In some embodiments, the second updating sub-module is specifically configured to obtain a minimum bounding rectangle of the filtered target pixel point, and update the minimum bounding rectangle to the target area.
In some embodiments, the image analysis module 74 further includes a gradient statistics sub-module for counting gradient values of all pixels in the target region after the updating, and the image analysis module 74 further includes a determination sub-module for determining whether text is included in the target region after the updating based on the counted gradient values.
Different from the foregoing embodiment, after updating the target area, gradient values of all pixels in the updated target area are further counted, and based on the gradient values obtained by counting, whether the updated target area contains text is determined, so that the area containing texture and pattern can be further excluded, false detection of non-text objects such as pattern and texture can be further reduced, and further accuracy of text detection is improved.
In some embodiments, the determining submodule includes a pixel screening unit, configured to screen pixels whose gradient values in the target area after updating are greater than a first preset threshold, and further includes a gradient judging unit, configured to judge whether an average value of gradient values of the pixels obtained by screening is greater than a second preset threshold, and further configured to determine that text is included in the target area after updating when it is judged that the average value of gradient values of the pixels obtained by screening is greater than the second preset threshold, and further configured to determine that text is not included in the target area after updating when it is judged that the average value of gradient values of the pixels obtained by screening is not greater than the second preset threshold.
In some embodiments, the gradient statistics sub-module is specifically configured to perform convolution processing on the updated image data of the target area by using a sobel convolution factor, so as to obtain gradient values of all pixel points in the updated target area.

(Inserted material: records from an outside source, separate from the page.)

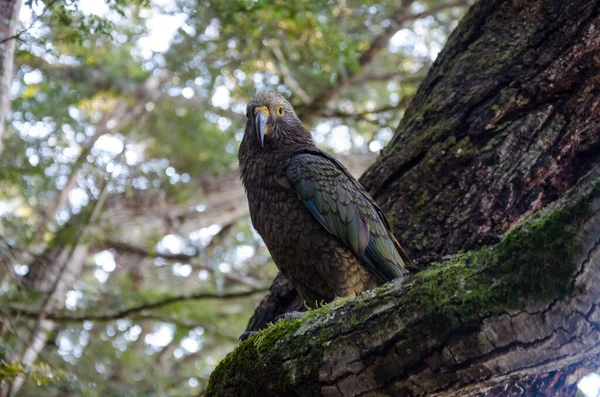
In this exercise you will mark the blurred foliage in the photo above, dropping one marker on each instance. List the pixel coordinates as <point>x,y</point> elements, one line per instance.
<point>121,101</point>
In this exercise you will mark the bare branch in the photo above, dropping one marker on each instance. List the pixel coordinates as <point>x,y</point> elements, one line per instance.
<point>399,17</point>
<point>134,310</point>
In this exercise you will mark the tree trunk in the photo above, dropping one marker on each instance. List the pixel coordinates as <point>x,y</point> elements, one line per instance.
<point>506,122</point>
<point>9,19</point>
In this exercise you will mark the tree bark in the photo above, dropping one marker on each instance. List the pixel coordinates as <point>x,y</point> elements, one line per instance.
<point>9,19</point>
<point>506,122</point>
<point>517,316</point>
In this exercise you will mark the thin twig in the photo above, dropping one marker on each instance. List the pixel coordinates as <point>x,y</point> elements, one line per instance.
<point>131,311</point>
<point>37,17</point>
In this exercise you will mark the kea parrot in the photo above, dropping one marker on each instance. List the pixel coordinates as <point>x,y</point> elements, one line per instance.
<point>324,231</point>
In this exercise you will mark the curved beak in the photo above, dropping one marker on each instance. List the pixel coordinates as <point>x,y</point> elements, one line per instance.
<point>262,129</point>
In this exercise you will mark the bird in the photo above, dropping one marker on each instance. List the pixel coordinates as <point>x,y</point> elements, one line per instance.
<point>324,231</point>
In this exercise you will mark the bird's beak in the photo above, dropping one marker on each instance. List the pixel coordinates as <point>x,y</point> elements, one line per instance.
<point>262,129</point>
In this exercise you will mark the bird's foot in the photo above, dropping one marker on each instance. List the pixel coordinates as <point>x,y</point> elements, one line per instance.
<point>289,316</point>
<point>247,335</point>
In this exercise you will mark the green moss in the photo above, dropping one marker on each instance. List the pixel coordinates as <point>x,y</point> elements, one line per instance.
<point>532,260</point>
<point>256,363</point>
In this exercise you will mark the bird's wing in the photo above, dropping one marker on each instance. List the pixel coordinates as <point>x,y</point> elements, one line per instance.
<point>347,211</point>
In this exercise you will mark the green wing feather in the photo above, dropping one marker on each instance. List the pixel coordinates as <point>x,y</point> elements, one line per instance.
<point>347,211</point>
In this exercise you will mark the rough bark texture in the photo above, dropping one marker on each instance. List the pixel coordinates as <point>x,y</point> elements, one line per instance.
<point>9,18</point>
<point>507,121</point>
<point>520,315</point>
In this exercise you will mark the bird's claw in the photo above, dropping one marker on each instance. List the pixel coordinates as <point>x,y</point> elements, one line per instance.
<point>284,317</point>
<point>247,335</point>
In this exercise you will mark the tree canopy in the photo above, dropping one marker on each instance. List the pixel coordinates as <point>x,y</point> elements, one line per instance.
<point>128,261</point>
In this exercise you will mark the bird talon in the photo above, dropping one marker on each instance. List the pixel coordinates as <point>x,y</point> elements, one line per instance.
<point>247,335</point>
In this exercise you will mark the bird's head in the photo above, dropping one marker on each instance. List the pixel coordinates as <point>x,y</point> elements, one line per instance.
<point>272,123</point>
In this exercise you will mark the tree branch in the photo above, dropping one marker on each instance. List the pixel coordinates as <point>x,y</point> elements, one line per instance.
<point>465,324</point>
<point>134,310</point>
<point>399,17</point>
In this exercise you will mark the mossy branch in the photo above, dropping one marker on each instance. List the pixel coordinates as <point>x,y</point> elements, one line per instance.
<point>387,339</point>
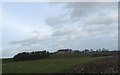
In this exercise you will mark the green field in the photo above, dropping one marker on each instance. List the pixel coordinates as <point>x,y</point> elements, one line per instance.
<point>53,64</point>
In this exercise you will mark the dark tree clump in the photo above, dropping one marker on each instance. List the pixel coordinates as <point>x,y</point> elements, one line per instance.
<point>31,55</point>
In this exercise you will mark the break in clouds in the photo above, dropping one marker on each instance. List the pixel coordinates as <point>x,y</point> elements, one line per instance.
<point>76,25</point>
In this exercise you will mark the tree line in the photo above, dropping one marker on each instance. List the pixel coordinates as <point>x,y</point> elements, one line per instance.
<point>44,54</point>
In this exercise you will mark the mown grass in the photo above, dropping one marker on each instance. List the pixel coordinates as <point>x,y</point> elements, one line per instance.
<point>56,63</point>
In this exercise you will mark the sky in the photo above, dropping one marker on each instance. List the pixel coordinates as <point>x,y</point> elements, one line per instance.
<point>33,26</point>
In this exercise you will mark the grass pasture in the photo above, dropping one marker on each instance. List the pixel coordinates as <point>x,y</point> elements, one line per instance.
<point>53,64</point>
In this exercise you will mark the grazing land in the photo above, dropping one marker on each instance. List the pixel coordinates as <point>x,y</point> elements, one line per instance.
<point>54,64</point>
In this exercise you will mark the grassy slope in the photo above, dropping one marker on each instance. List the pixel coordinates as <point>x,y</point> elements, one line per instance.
<point>55,63</point>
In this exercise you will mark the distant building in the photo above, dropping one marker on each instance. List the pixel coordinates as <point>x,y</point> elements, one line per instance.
<point>64,51</point>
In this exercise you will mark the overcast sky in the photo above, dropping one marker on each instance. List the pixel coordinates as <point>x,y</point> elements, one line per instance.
<point>33,26</point>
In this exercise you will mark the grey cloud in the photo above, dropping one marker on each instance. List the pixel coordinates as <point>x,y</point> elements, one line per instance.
<point>57,20</point>
<point>85,8</point>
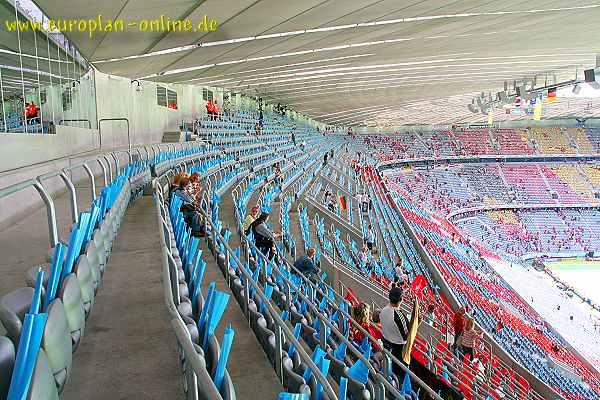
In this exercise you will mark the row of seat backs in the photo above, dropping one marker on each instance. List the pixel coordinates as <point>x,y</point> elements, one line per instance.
<point>65,324</point>
<point>185,310</point>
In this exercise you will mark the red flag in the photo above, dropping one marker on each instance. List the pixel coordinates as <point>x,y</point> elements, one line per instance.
<point>419,283</point>
<point>343,204</point>
<point>351,297</point>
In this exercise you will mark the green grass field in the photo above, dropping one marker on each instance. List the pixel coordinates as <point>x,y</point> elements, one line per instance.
<point>574,264</point>
<point>581,274</point>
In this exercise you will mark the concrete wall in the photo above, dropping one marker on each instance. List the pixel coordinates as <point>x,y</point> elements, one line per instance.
<point>118,98</point>
<point>21,150</point>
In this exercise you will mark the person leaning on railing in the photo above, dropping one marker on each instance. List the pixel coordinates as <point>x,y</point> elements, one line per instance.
<point>189,209</point>
<point>250,218</point>
<point>306,264</point>
<point>264,238</point>
<point>394,327</point>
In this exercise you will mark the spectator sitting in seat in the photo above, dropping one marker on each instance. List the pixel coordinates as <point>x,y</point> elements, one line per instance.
<point>362,315</point>
<point>429,314</point>
<point>394,326</point>
<point>189,209</point>
<point>278,174</point>
<point>252,215</point>
<point>175,184</point>
<point>331,203</point>
<point>264,238</point>
<point>459,326</point>
<point>194,188</point>
<point>370,237</point>
<point>306,264</point>
<point>469,337</point>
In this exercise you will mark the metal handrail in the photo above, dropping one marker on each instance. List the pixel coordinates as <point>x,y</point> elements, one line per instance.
<point>282,328</point>
<point>324,321</point>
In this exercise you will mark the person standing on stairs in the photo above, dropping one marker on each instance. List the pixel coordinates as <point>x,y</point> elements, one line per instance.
<point>264,238</point>
<point>370,237</point>
<point>394,327</point>
<point>250,218</point>
<point>306,264</point>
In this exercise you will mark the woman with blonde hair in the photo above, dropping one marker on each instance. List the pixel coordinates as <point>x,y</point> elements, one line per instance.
<point>469,337</point>
<point>175,183</point>
<point>362,315</point>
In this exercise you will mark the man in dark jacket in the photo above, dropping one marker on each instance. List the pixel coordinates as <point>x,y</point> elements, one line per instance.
<point>306,263</point>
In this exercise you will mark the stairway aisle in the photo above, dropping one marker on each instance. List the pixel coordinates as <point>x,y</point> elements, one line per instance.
<point>129,350</point>
<point>252,374</point>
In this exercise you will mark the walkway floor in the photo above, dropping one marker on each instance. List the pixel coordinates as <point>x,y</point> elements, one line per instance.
<point>252,374</point>
<point>26,243</point>
<point>129,350</point>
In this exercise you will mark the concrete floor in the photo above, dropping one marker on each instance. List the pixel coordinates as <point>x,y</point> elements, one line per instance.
<point>252,374</point>
<point>129,350</point>
<point>26,243</point>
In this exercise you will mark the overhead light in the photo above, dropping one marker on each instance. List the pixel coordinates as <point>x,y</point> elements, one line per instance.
<point>138,85</point>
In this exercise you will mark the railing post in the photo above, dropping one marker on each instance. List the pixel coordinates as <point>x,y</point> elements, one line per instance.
<point>92,180</point>
<point>103,171</point>
<point>279,353</point>
<point>73,195</point>
<point>322,334</point>
<point>105,157</point>
<point>50,212</point>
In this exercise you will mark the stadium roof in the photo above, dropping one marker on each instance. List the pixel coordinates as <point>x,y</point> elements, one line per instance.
<point>348,62</point>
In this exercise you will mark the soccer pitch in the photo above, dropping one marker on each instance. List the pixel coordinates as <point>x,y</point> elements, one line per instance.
<point>581,274</point>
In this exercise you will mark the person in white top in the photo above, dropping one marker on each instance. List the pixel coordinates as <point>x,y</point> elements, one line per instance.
<point>394,327</point>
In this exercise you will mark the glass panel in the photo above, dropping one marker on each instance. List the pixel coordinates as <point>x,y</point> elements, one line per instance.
<point>44,81</point>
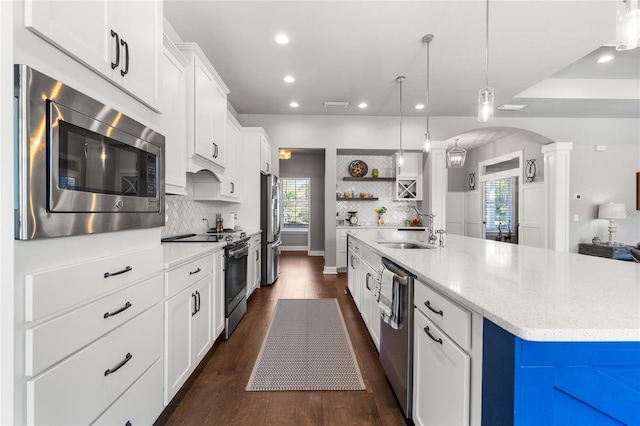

Referring to fig. 8, fig. 8 is a schematic diagram of a text detection device 80 according to an embodiment of the application. The text detection device 80 comprises a memory 81 and a processor 82 coupled to each other, the processor 82 being configured to execute program instructions stored in the memory 81 to implement the steps of any of the above-described text detection method embodiments.
In particular, the processor 82 is configured to control itself and the memory 81 to implement the steps of any of the text detection method embodiments described above. The processor 82 may also be referred to as a CPU (Central Processing Unit ). The processor 82 may be an integrated circuit chip having signal processing capabilities. The processor 82 may also be a general purpose processor, a digital signal processor (Digital Signal Processor, DSP), an application specific integrated circuit (Application Specific Integrated Circuit, ASIC), a Field programmable gate array (Field-Programmable Gate Array, FPGA) or other programmable logic device, discrete gate or transistor logic device, discrete hardware components. A general purpose processor may be a microprocessor or the processor may be any conventional processor or the like. In addition, the processor 82 may be commonly implemented by a plurality of integrated circuit chips.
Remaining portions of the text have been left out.